En el siglo XVI ya se habían ideado autómatas accionados por resortes y engranajes, que acabaron inspirando a destacados pensadores como René Descartes para afirmar que los seres humanos son máquinas complejas. En el siglo XVII, el filósofo británico Thomas Hobbes sugirió que el pensamiento surgía de pequeños movimientos mecánicos del cerebro. En el siglo XVIII, los descubrimientos sobre la electricidad y la química condujeron a nuevas teorías sobre la inteligencia humana, también de naturaleza metafórica.

El matemático John von Neumann afirmó rotundamente que la función del sistema nervioso humano es “prima facie digital”, trazando paralelismo tras paralelismo entre los componentes de las máquinas de computación de la época y los componentes del cerebro humano

Cada metáfora reflejaba el pensamiento más avanzado de la época que la engendró. Como era de esperar, pocos años después de los albores de la tecnología informática en la década de 1940, se dijo que el cerebro funcionaba como un ordenador, con el papel de hardware físico desempeñado por el propio cerebro y nuestros pensamientos sirviendo de software. El hito que puso en marcha lo que hoy se denomina en general “ciencia cognitiva” fue la publicación de Lenguaje y comunicación (1951) por el psicólogo George Miller. Miller propuso que el mundo mental podía estudiarse rigurosamente utilizando conceptos de la teoría de la información, la computación y la lingüística.
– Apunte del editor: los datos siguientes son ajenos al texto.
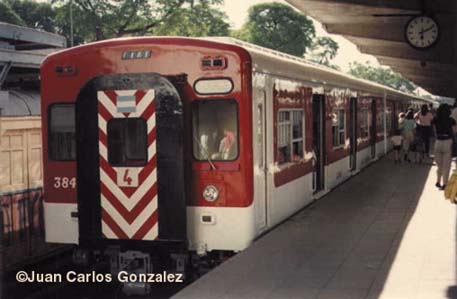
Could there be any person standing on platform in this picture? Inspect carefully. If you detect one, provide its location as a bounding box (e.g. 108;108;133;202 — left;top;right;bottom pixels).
414;104;433;158
432;104;457;190
390;129;403;164
400;109;416;162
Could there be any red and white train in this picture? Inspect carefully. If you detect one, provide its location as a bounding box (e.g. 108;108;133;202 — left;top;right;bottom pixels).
41;37;426;270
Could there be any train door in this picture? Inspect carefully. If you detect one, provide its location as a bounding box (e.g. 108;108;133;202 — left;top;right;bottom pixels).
76;74;186;249
370;100;377;159
313;95;325;193
253;88;268;231
349;98;358;171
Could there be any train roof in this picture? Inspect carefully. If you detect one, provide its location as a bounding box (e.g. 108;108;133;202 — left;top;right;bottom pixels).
205;37;436;104
44;36;437;104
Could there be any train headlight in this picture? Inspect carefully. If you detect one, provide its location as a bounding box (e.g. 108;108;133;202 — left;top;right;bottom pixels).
203;185;219;202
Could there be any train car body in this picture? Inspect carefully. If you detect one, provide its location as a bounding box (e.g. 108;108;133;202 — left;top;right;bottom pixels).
0;89;61;272
41;37;432;268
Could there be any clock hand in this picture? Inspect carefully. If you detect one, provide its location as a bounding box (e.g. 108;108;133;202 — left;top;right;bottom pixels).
420;25;435;34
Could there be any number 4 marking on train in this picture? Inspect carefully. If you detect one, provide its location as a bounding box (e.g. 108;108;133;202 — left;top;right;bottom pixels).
115;167;140;187
124;169;132;186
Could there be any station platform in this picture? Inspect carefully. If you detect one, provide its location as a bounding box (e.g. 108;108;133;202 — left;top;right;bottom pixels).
173;156;457;299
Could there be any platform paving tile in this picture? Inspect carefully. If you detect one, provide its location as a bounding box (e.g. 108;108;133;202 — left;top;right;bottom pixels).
175;157;457;299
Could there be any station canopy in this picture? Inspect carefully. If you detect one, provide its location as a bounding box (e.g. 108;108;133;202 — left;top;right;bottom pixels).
286;0;457;98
Este tipo de pensamiento se llevó a su máxima expresión en el breve libro El ordenador y el cerebro (1958), en el que el matemático John von Neumann afirmaba rotundamente que la función del sistema nervioso humano es “prima facie digital”. Aunque reconocía que en realidad se sabía muy poco sobre el papel que desempeñaba el cerebro en el razonamiento y la memoria humanos, trazó un paralelismo tras otro entre los componentes de las máquinas de computación de la época y los componentes del cerebro humano.

Propulsado por el desarrollo posterior de la tecnología de la información, von Neumann se ha convertido en un experto en la materia.

Propulsado por los avances posteriores tanto en la tecnología informática como en la investigación del cerebro, se fue desarrollando gradualmente un ambicioso esfuerzo multidisciplinar para comprender la inteligencia humana, firmemente arraigado en la idea de que los humanos son, como los ordenadores, procesadores de información. Este esfuerzo implica ahora a miles de investigadores, consume miles de millones de dólares en financiación y ha generado una vasta literatura compuesta por artículos y libros tanto técnicos como de divulgación. El libro de Ray Kurzweil Cómo crear una mente: The Secret of Human Thought Revealed (2013), ejemplifica esta perspectiva, especulando sobre los “algoritmos” del cerebro, cómo éste “procesa los datos”, e incluso cómo se asemeja superficialmente a los circuitos integrados en su estructura.

El procesamiento de la información (PI) es una de las formas más comunes de procesamiento de la información.

La metáfora del procesamiento de la información (PI) de la inteligencia humana domina actualmente el pensamiento humano, tanto en la calle como en las ciencias. No existe prácticamente ninguna forma de discurso sobre el comportamiento humano inteligente que proceda sin emplear esta metáfora, del mismo modo que ninguna forma de discurso sobre el comportamiento humano inteligente podía proceder en ciertas épocas y culturas sin hacer referencia a un espíritu o deidad. La validez de la metáfora de la PI en el mundo actual suele asumirse sin cuestionarla.

Pero la metáfora de la PI no es una metáfora de la PI.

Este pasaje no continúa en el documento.